Hillandale Gateway, which is being developed via a partnership between the Housing Opportunities Commission of Montgomery County, The Duffie Cos. and PS Ventures, broke ground last week after it secured $303M in financing, HOC announced in a press release.
The project at 10110 and 10140 New Hampshire Ave. is planned as two buildings, with a combination of multigenerational, senior and mixed-income units. The 155-unit Radia at Hillandale Gateway is reserved for residents 62 and older, while the 308-unit Lumina at Hillandale Gateway is the multigenerational component. The development is reserving 54% of its units for those making between 30% and 80% of the area median income.
The project is being designed for the Passive House sustainability standard and is set to be Maryland's first zero-net energy building, according to the release.

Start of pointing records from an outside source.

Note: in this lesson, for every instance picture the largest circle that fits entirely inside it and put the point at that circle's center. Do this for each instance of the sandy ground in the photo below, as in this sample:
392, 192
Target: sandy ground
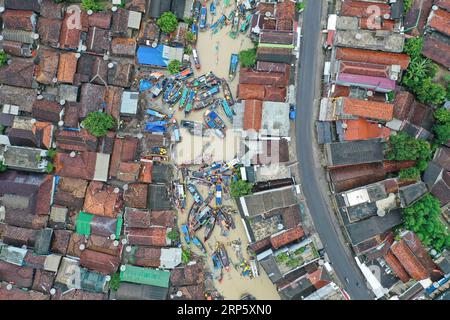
214, 53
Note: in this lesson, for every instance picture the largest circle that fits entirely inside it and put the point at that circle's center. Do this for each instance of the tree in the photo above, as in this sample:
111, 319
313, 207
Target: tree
240, 188
248, 58
423, 219
168, 22
93, 5
410, 173
174, 66
3, 59
98, 123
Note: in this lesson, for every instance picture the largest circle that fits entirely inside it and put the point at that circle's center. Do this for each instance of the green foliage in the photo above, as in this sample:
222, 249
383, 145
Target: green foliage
3, 168
174, 66
168, 22
93, 5
3, 58
98, 123
173, 235
240, 188
423, 219
114, 283
410, 173
404, 147
185, 255
248, 58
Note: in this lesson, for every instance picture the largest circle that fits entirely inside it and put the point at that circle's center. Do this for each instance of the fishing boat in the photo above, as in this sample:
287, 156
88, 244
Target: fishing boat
196, 241
190, 101
227, 109
196, 59
183, 98
212, 8
203, 15
246, 24
209, 227
185, 231
223, 256
234, 63
195, 194
214, 121
219, 195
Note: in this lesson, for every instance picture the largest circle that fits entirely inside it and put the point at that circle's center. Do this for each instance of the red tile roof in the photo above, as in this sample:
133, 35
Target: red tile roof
287, 237
368, 109
409, 261
370, 56
363, 8
252, 115
440, 21
362, 129
153, 236
98, 261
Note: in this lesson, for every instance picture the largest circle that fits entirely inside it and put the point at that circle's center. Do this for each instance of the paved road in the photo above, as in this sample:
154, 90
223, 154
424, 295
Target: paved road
315, 195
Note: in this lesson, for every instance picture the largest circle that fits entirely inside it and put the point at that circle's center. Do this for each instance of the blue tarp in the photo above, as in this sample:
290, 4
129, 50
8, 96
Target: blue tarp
152, 56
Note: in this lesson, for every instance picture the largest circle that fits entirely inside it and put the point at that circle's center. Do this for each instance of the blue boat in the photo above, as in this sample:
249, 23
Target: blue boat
195, 194
203, 14
234, 62
185, 231
227, 109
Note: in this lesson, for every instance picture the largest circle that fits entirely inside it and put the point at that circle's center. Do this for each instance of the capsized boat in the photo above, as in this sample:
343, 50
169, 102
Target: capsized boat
196, 241
209, 227
234, 63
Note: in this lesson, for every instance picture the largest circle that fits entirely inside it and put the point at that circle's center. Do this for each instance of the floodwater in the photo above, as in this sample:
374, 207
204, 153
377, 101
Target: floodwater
214, 52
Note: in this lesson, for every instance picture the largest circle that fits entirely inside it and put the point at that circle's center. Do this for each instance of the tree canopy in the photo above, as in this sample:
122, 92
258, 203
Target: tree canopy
423, 219
168, 22
98, 123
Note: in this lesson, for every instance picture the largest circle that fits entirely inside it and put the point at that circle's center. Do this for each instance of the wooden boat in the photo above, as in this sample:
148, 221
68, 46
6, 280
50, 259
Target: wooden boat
209, 227
196, 241
234, 63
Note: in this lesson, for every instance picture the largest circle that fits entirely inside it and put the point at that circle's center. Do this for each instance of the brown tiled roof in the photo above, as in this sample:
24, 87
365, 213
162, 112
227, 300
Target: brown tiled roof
366, 69
147, 257
370, 56
396, 266
98, 261
81, 166
136, 195
18, 275
361, 8
368, 109
287, 237
409, 261
47, 110
102, 200
100, 20
70, 36
277, 79
18, 294
67, 67
402, 105
125, 150
440, 21
153, 236
437, 49
252, 114
19, 20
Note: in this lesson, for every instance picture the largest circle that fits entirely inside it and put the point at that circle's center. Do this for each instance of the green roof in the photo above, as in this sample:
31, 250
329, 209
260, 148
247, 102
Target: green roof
83, 225
147, 276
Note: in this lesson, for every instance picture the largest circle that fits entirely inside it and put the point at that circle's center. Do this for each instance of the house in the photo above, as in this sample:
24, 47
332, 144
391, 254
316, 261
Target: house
18, 73
27, 198
82, 165
102, 199
158, 57
24, 158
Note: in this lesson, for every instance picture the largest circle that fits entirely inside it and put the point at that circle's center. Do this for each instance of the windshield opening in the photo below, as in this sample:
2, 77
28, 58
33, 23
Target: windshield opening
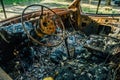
106, 6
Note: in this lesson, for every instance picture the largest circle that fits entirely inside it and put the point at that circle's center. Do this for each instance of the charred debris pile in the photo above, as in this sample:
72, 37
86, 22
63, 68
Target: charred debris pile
79, 57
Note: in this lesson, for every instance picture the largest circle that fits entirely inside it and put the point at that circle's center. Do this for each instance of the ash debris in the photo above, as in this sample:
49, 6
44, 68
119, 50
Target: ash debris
79, 57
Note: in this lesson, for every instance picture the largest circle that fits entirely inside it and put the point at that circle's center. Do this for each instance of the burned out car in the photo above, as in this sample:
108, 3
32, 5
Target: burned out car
74, 43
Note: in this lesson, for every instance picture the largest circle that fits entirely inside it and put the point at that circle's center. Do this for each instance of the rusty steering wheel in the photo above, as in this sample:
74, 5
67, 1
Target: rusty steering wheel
49, 29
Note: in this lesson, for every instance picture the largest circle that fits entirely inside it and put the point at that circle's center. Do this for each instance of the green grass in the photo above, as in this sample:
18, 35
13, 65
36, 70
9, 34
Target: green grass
15, 2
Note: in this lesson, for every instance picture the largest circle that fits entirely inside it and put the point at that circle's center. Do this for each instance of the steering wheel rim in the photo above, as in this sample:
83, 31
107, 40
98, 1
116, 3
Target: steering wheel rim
35, 40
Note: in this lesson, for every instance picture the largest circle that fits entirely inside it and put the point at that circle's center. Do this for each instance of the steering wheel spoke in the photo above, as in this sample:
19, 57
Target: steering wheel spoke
49, 27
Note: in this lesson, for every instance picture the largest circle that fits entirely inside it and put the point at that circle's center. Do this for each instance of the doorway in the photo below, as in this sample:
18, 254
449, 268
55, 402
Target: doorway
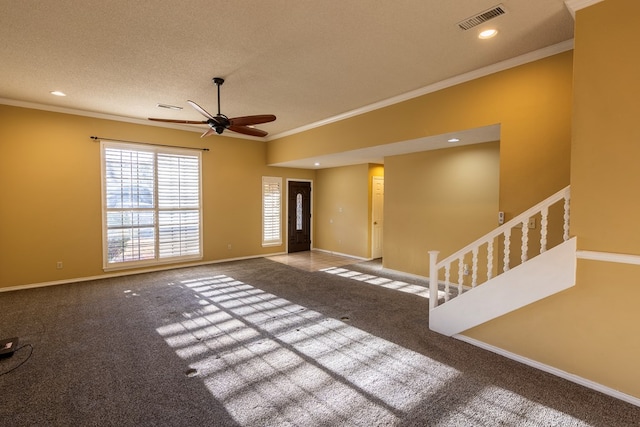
299, 216
377, 217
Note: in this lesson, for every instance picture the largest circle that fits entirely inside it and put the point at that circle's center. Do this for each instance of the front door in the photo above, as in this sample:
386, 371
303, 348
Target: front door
299, 216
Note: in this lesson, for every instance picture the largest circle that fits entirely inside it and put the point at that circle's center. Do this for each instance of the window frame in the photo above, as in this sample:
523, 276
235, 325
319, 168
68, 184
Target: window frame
267, 181
157, 259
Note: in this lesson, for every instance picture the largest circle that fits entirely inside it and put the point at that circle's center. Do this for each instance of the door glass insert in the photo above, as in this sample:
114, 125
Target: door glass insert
299, 212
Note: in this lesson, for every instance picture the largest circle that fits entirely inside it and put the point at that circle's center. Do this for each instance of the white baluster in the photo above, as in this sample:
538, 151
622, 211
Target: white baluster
566, 217
447, 281
544, 221
433, 279
474, 268
507, 249
460, 273
525, 240
489, 259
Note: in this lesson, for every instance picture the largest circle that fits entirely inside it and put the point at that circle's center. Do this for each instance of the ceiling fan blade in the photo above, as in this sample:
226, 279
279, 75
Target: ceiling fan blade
201, 110
252, 120
209, 131
186, 122
247, 130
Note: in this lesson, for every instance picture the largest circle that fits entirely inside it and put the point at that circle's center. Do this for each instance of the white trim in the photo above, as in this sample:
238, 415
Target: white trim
104, 116
575, 5
462, 78
272, 180
609, 257
129, 273
550, 369
286, 211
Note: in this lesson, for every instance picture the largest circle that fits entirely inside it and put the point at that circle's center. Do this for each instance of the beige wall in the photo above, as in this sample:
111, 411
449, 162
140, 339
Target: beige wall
532, 103
342, 200
50, 205
438, 200
591, 330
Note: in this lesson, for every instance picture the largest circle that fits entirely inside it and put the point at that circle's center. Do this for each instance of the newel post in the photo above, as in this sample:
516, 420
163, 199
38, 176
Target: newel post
433, 279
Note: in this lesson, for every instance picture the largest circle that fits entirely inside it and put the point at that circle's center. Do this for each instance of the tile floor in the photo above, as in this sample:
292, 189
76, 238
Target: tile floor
313, 260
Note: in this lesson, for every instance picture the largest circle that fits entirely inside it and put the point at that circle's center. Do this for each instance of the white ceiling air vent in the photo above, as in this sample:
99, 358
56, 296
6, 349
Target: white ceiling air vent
481, 17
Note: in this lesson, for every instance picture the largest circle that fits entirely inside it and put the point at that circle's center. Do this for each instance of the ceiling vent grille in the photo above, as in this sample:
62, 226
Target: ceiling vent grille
478, 19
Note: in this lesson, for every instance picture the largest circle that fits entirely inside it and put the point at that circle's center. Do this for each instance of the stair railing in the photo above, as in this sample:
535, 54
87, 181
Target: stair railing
472, 250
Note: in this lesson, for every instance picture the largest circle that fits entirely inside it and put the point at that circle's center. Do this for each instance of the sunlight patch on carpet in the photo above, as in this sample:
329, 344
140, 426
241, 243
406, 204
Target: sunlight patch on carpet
272, 362
398, 285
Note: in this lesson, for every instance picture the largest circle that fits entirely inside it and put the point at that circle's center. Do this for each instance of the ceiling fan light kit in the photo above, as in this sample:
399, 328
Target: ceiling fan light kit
218, 123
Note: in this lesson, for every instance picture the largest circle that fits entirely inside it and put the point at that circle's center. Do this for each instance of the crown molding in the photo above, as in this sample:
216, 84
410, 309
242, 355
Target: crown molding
462, 78
575, 5
95, 115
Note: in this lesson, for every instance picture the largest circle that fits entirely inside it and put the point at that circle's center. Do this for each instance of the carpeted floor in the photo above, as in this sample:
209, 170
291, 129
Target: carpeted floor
260, 343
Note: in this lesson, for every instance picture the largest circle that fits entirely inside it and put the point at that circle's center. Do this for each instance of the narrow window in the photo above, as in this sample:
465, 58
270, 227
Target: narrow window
151, 205
271, 211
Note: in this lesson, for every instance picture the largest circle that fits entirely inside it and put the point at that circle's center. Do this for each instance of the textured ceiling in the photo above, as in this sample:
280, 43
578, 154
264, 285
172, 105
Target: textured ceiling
304, 61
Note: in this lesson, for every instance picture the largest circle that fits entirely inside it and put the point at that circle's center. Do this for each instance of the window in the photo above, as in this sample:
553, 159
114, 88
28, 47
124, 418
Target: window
271, 210
151, 205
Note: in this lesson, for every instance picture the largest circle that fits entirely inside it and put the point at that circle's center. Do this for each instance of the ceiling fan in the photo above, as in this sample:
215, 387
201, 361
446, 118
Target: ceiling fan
220, 122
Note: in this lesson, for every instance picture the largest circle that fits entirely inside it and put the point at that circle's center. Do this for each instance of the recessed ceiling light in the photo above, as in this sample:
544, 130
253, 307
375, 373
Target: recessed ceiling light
487, 34
170, 107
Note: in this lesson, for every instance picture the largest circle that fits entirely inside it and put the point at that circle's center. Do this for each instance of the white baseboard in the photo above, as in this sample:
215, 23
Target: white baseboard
126, 273
554, 371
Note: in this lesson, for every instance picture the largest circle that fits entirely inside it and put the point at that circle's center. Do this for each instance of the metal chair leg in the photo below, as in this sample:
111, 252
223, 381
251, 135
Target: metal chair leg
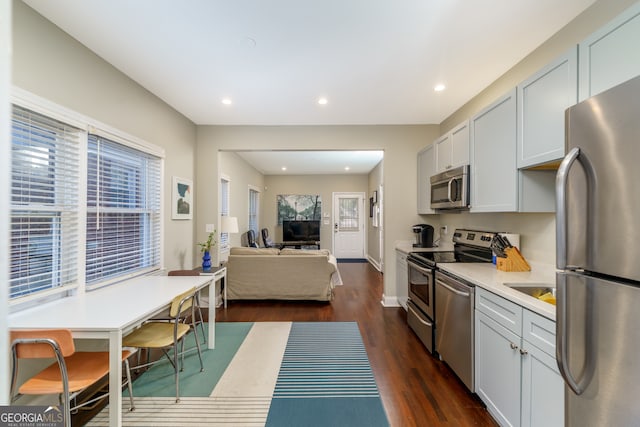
129, 385
200, 318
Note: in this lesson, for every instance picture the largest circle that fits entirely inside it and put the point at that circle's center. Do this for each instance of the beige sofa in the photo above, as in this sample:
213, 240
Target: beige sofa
282, 274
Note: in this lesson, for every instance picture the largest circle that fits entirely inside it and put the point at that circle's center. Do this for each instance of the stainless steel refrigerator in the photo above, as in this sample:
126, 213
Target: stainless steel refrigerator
598, 253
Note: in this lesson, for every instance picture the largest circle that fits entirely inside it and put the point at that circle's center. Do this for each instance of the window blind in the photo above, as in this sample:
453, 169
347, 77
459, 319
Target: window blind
224, 211
254, 208
123, 211
349, 214
45, 177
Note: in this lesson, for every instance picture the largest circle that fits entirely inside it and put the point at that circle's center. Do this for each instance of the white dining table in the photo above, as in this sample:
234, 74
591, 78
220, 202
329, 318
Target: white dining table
110, 313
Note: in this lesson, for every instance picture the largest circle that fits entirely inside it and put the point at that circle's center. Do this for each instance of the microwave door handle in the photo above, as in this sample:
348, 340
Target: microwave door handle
561, 207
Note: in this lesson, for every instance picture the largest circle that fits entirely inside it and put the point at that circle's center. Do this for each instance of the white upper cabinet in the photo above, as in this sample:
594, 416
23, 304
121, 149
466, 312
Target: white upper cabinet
494, 179
426, 168
542, 100
452, 149
443, 153
611, 55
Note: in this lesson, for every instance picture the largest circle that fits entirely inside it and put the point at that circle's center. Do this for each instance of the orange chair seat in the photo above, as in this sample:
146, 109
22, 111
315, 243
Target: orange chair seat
154, 335
83, 369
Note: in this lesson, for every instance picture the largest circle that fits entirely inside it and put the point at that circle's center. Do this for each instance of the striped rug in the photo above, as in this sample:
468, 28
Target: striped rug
278, 374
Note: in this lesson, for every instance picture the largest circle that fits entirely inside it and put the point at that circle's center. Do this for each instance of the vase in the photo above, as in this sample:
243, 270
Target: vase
206, 261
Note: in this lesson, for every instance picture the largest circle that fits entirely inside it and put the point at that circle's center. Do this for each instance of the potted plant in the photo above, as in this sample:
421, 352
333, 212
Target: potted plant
205, 248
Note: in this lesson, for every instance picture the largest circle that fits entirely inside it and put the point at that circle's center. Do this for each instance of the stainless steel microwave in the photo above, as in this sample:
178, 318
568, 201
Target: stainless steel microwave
450, 189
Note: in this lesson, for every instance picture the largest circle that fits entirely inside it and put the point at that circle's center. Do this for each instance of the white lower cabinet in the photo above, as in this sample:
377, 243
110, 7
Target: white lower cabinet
516, 373
402, 278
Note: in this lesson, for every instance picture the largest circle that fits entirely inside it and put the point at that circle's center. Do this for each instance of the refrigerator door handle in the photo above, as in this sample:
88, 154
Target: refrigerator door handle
562, 328
561, 207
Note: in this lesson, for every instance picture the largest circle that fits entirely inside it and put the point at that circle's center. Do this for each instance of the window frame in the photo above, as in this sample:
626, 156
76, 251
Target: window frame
27, 100
254, 202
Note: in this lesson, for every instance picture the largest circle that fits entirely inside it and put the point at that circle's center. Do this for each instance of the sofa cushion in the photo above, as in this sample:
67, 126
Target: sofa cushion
291, 251
241, 250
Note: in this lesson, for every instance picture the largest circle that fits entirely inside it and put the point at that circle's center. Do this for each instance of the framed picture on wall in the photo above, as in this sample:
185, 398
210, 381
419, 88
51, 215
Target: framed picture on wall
181, 198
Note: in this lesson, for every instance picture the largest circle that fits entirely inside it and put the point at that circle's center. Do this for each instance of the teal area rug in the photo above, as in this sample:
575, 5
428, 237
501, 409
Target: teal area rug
325, 379
276, 374
159, 380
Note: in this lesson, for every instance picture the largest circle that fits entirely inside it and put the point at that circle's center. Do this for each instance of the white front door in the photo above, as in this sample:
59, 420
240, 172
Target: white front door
348, 225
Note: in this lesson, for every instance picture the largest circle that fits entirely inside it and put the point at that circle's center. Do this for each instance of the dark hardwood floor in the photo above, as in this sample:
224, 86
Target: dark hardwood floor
416, 388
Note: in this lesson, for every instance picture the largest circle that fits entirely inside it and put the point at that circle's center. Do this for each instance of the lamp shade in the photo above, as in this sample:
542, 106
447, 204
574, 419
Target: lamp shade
228, 224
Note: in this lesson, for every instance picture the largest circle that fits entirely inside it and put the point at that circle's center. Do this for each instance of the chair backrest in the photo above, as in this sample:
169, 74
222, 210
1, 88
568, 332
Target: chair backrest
37, 343
183, 273
182, 302
251, 239
268, 243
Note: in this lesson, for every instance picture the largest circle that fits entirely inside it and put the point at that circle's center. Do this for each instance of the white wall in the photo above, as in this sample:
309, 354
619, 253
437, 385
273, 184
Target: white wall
53, 65
537, 230
242, 176
399, 143
594, 17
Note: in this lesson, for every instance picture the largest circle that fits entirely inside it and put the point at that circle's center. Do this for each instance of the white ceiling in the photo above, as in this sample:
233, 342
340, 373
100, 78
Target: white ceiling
376, 61
312, 162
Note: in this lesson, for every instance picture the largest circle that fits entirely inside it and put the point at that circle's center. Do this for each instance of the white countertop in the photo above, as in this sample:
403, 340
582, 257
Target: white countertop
485, 275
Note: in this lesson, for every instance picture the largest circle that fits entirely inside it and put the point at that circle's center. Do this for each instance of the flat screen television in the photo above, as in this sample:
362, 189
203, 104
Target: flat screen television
295, 231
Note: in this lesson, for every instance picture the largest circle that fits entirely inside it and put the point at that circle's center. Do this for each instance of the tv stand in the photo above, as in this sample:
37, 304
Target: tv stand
298, 244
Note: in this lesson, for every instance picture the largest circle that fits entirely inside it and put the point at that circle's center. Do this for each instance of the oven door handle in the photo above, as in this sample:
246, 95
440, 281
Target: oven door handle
455, 291
424, 322
419, 268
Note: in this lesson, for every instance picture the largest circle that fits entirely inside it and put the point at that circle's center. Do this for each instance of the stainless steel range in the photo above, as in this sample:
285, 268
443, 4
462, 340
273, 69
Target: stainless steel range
440, 306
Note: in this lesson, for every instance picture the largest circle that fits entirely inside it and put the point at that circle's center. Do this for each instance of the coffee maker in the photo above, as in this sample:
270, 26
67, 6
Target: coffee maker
424, 236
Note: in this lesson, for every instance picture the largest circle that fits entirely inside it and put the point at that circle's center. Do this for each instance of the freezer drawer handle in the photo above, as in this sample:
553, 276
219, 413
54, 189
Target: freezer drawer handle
561, 207
562, 328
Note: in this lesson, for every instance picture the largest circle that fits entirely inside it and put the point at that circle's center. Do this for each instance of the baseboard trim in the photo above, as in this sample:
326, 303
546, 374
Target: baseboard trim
375, 263
389, 301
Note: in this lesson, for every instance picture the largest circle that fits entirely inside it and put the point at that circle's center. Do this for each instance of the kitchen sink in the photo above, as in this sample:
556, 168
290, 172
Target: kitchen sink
543, 291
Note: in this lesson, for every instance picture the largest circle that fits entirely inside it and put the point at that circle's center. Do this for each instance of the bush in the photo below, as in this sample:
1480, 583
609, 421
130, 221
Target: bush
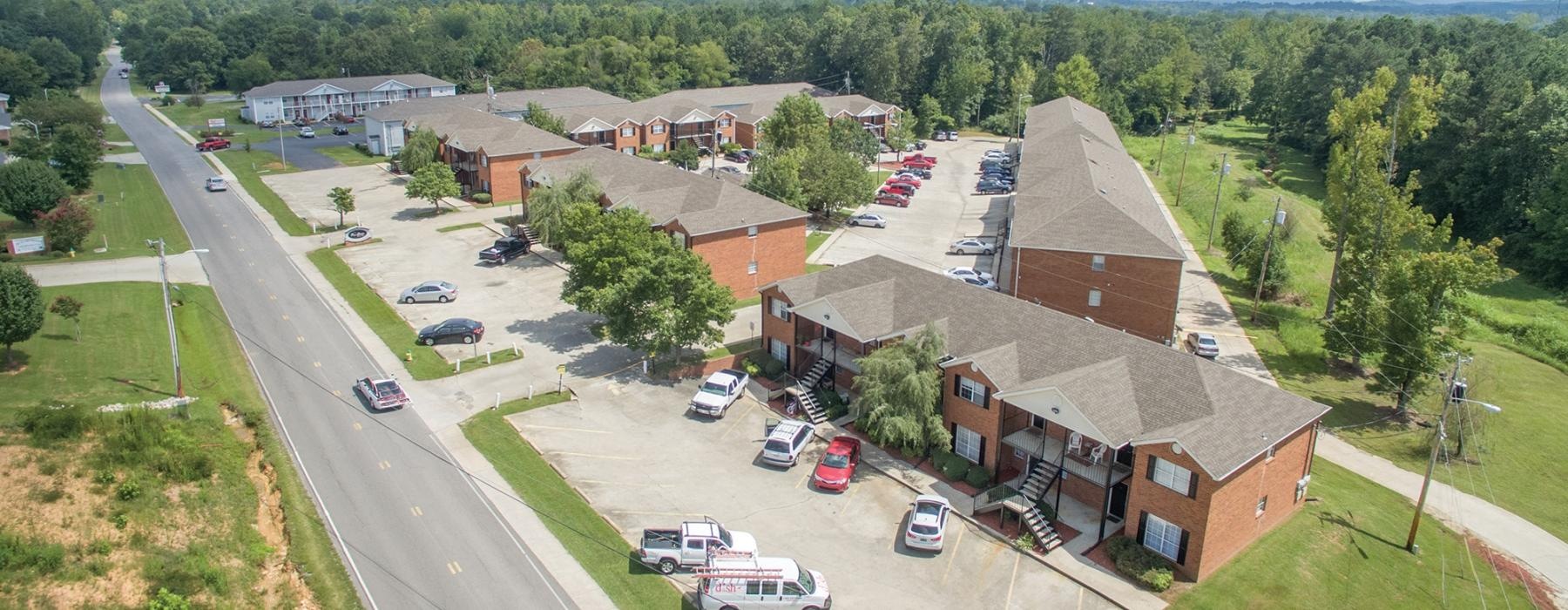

HOC, a quasi-government organization that builds and operates affordable housing in the county, owns more than 9,400 rental properties and has a pipeline of 13 projects in planning or development.
“Hillandale Gateway, HOC’s largest new construction project to date, will provide hundreds of much-needed affordable and market-rate homes in Montgomery County,” HOC President and Executive Director Chelsea Andrews said in the release. “It will foster economic growth in line with the White Oak Science Gateway Master Plan and be a catalyst for revitalization in eastern Montgomery County.”
Wednesday’s groundbreaking came after a decade-long effort to redevelop Holly Hall, a three-building, 96-unit public housing site that was built in the 1960s. It sits about 5 miles from Downtown Silver Spring and 1.5 miles from the Food and Drug Administration's White Oak campus, which has a 12M SF mixed-use development moving forward next door.
The project secured public and private debt, including $52M in Low-Income Housing Tax Credit equity, $16M in Montgomery County Housing Initiative Funding, $10M in Montgomery County Green Bank funds and more than $2.5M in Maryland grants.
The project also received $35M from the Housing Production Fund, $17M of 2024 Series A Multifamily Housing Development Bonds, and $176M of tax-exempt loans from three private lenders.
Construction is expected to be completed in early 2027.